安野光雅さんの「空想亭の苦労咄」を読みました。
『空想亭の苦労咄/安野光雅著(ちくま文庫)』を読みました。
著者の安野光雅さんの名を知らない人でも、安野さんの絵を見れば「ああ、この絵を描く人!」と誰もが知っている安野さんの水彩画が思い出されます。
この本の中でも話が出て来ますが、以前NHK-FMの番組「日曜喫茶室」に安野さんは“ご常連”の立場で度々登場し、独特の語り口調で司会の「はかまみつお」さんと、ゲストの方々の語りに加わり、より話に花が咲くような“味のある”お話しをしてくださいました。
この本を読んで、安野さんはかなりの“落語好き”だということがわかりました。
幼少期や、戦争、芸術、闘病や死生観についてまでを自伝のように語るのですが、その多くを落語のネタになぞらえて、落語の語り口調でお話しをするように書かれていました。
こういう書き方をしている本は初めて読みましたが、なかなか面白いし、深い味のある話なのに、読んでいる側には、とても軽快な印象を与える文章でした。

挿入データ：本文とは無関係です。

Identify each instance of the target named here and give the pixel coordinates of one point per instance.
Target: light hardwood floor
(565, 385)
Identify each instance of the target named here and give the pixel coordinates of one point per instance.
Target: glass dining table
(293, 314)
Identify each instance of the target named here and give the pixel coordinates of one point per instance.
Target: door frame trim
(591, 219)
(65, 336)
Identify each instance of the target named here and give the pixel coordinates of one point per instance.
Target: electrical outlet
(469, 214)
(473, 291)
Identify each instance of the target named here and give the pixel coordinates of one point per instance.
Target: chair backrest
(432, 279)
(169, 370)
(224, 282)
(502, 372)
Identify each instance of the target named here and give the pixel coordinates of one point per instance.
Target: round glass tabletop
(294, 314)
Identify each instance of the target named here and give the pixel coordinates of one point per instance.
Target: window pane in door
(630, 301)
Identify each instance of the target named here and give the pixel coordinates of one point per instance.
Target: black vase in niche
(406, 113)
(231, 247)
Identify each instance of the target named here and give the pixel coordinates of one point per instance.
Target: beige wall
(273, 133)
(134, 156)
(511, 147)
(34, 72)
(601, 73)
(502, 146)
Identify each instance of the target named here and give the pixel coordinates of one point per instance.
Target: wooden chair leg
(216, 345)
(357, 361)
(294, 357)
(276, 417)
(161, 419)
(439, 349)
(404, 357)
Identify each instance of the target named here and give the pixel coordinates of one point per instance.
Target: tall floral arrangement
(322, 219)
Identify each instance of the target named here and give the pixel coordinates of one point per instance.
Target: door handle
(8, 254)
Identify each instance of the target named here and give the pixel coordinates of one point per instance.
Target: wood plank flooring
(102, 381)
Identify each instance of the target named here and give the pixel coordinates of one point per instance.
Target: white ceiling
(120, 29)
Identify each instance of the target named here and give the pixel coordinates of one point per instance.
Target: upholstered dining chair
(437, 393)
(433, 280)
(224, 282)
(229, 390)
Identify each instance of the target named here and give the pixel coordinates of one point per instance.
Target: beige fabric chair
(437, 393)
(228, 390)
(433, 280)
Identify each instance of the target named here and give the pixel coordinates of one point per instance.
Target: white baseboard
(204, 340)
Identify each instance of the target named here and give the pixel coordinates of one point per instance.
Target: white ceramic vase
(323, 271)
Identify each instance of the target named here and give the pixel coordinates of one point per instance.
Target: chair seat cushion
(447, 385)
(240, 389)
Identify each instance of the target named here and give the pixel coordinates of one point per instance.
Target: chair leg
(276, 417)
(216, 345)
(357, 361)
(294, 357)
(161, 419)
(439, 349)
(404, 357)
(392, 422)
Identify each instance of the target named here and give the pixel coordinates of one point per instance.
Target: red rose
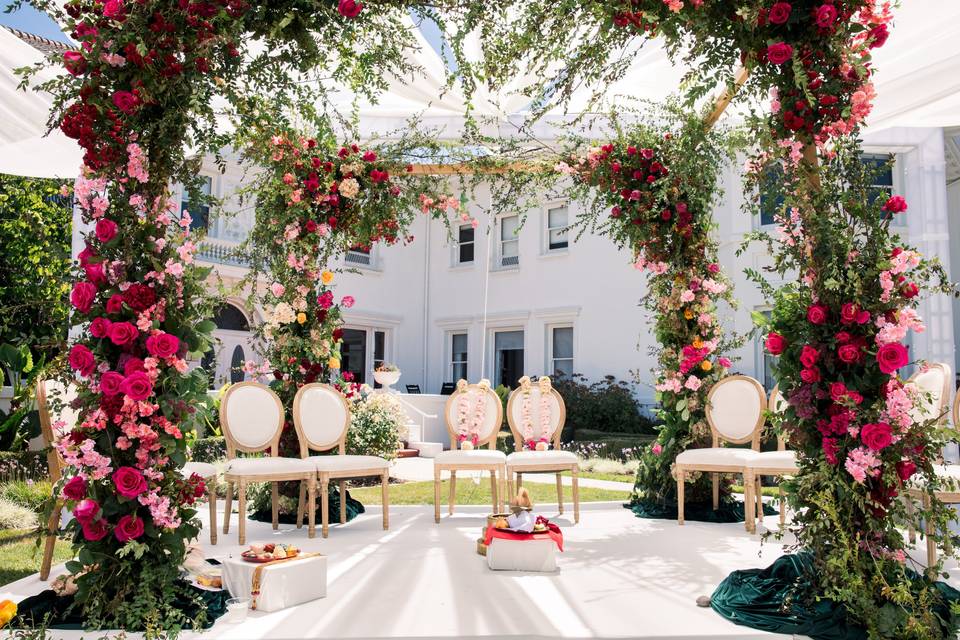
(163, 345)
(100, 327)
(817, 314)
(779, 13)
(137, 386)
(809, 356)
(82, 360)
(349, 9)
(877, 435)
(848, 353)
(82, 295)
(75, 489)
(892, 356)
(775, 343)
(125, 101)
(826, 15)
(129, 482)
(779, 53)
(122, 333)
(139, 296)
(128, 528)
(106, 230)
(86, 510)
(110, 383)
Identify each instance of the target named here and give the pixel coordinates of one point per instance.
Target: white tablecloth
(282, 585)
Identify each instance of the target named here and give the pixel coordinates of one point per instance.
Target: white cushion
(202, 469)
(268, 466)
(717, 456)
(347, 463)
(785, 460)
(474, 456)
(521, 458)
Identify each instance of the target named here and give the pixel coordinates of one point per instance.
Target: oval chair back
(251, 416)
(532, 397)
(321, 415)
(934, 383)
(56, 418)
(493, 416)
(735, 408)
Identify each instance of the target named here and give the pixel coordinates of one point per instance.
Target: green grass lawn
(470, 493)
(20, 556)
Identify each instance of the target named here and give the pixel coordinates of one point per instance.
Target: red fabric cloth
(552, 533)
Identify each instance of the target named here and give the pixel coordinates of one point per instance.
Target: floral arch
(143, 86)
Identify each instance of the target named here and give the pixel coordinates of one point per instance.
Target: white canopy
(918, 84)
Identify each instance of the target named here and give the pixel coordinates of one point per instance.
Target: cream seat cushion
(521, 458)
(202, 469)
(268, 466)
(717, 456)
(473, 456)
(347, 463)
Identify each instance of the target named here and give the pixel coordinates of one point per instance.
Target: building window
(198, 204)
(561, 351)
(458, 356)
(465, 244)
(508, 352)
(509, 241)
(557, 221)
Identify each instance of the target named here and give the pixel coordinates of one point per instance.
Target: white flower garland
(470, 420)
(526, 421)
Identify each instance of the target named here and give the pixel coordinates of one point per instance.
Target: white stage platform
(620, 577)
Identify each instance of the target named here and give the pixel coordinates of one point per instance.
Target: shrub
(14, 516)
(607, 405)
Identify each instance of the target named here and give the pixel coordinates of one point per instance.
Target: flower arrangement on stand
(657, 184)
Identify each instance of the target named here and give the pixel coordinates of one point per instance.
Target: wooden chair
(772, 463)
(251, 416)
(322, 418)
(474, 459)
(735, 408)
(550, 461)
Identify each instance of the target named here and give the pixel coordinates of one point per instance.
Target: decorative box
(283, 583)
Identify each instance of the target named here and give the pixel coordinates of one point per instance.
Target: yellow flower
(8, 609)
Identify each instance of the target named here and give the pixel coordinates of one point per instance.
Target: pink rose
(779, 53)
(163, 345)
(106, 230)
(95, 530)
(349, 8)
(128, 528)
(82, 295)
(775, 343)
(122, 333)
(129, 482)
(82, 360)
(137, 386)
(877, 435)
(892, 356)
(75, 489)
(86, 510)
(110, 383)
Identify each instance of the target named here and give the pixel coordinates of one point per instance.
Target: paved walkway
(422, 469)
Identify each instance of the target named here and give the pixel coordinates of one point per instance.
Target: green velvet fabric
(55, 612)
(354, 508)
(730, 511)
(756, 598)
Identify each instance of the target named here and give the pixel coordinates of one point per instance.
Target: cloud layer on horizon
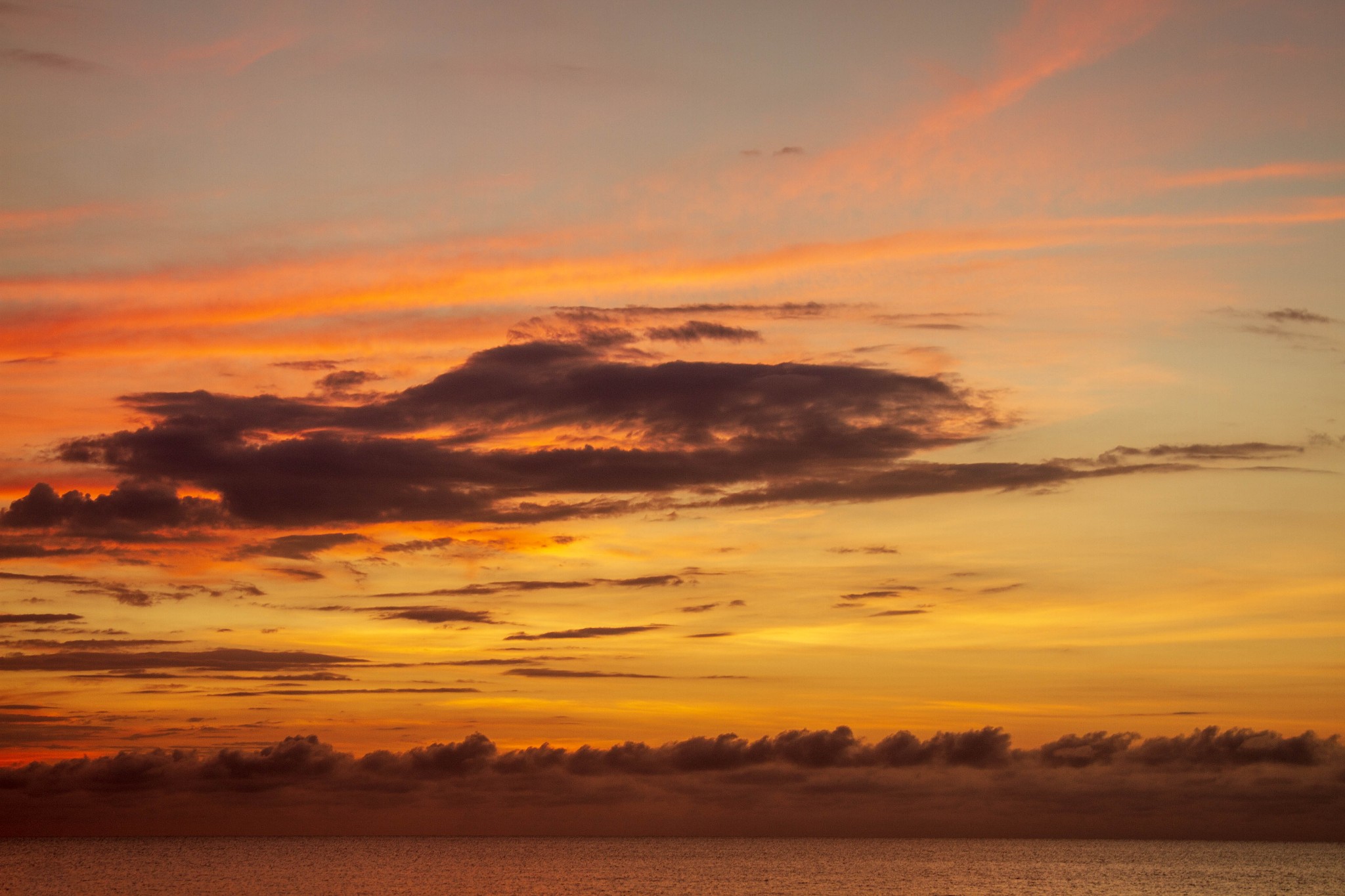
(1237, 784)
(603, 435)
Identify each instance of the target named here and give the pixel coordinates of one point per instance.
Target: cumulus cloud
(128, 512)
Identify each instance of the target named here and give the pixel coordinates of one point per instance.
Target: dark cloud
(926, 479)
(50, 61)
(1232, 452)
(128, 512)
(697, 331)
(530, 672)
(634, 436)
(685, 426)
(433, 614)
(299, 547)
(537, 585)
(16, 618)
(218, 658)
(343, 385)
(27, 550)
(1078, 752)
(128, 594)
(595, 631)
(892, 591)
(1237, 747)
(87, 644)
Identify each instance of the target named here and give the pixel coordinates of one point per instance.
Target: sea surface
(505, 865)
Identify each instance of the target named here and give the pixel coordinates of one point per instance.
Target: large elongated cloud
(599, 436)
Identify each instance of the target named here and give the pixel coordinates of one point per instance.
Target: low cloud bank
(1211, 784)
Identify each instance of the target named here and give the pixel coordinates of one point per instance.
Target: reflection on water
(503, 865)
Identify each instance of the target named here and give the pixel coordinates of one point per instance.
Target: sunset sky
(586, 372)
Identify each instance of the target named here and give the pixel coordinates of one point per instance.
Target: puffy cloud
(609, 433)
(128, 512)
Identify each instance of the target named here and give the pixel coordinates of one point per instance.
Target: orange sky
(856, 304)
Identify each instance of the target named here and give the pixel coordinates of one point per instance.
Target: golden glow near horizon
(1098, 224)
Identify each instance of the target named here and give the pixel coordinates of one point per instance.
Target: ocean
(724, 867)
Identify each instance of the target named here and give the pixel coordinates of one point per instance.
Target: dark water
(396, 865)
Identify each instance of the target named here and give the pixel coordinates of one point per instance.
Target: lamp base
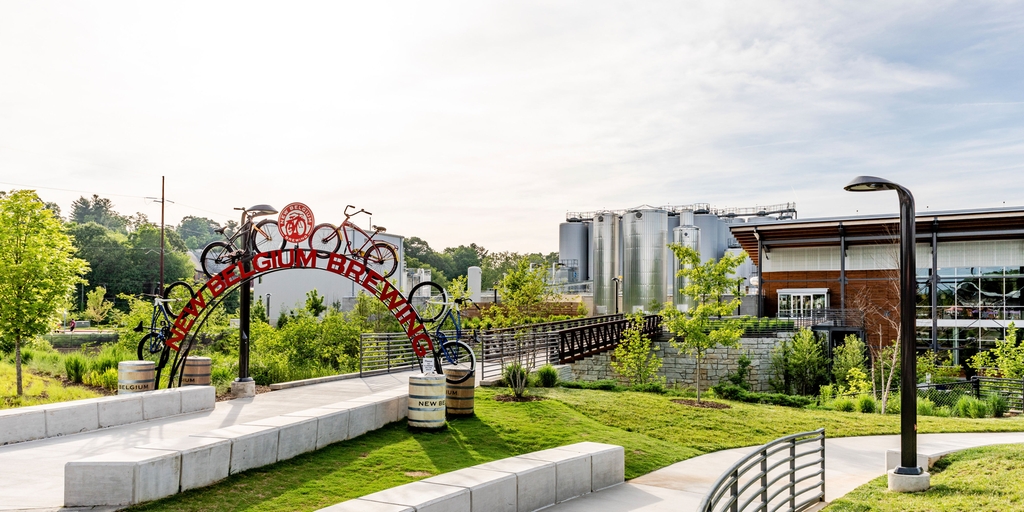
(909, 483)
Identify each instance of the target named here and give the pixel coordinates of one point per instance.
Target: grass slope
(978, 479)
(654, 431)
(37, 389)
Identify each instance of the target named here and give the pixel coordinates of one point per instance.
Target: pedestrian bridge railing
(787, 473)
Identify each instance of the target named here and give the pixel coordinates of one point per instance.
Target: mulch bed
(512, 397)
(702, 404)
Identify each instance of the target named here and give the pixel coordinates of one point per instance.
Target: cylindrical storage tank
(709, 225)
(605, 262)
(645, 241)
(670, 261)
(426, 401)
(197, 372)
(572, 246)
(587, 272)
(686, 236)
(459, 399)
(474, 275)
(136, 376)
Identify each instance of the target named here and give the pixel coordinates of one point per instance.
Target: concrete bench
(50, 420)
(112, 479)
(524, 483)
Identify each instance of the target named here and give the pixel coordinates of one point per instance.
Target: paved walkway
(32, 473)
(850, 462)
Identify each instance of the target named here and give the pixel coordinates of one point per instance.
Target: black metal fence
(947, 394)
(787, 473)
(580, 342)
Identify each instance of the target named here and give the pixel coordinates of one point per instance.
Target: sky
(485, 122)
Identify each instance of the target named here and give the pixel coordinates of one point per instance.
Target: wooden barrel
(460, 395)
(135, 376)
(426, 401)
(197, 372)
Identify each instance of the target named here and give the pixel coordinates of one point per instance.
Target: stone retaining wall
(679, 368)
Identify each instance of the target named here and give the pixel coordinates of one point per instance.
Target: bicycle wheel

安野さんは、“生きていること”を実に楽しんでおられた、と思いました。
安野さんと深く付き合いがある方が亡くなったときも、自分が亡くなるときはこういうふうにしたいな、ということも書かれているように感じました。
そして、安野さんは昨年、亡くなられました。
あのラジオやテレビでの語り口調、もう一度聞きたいと思いました。
そして何度読んでも面白いこの本、安野さんの想い出と共にまた読み返したいと思います。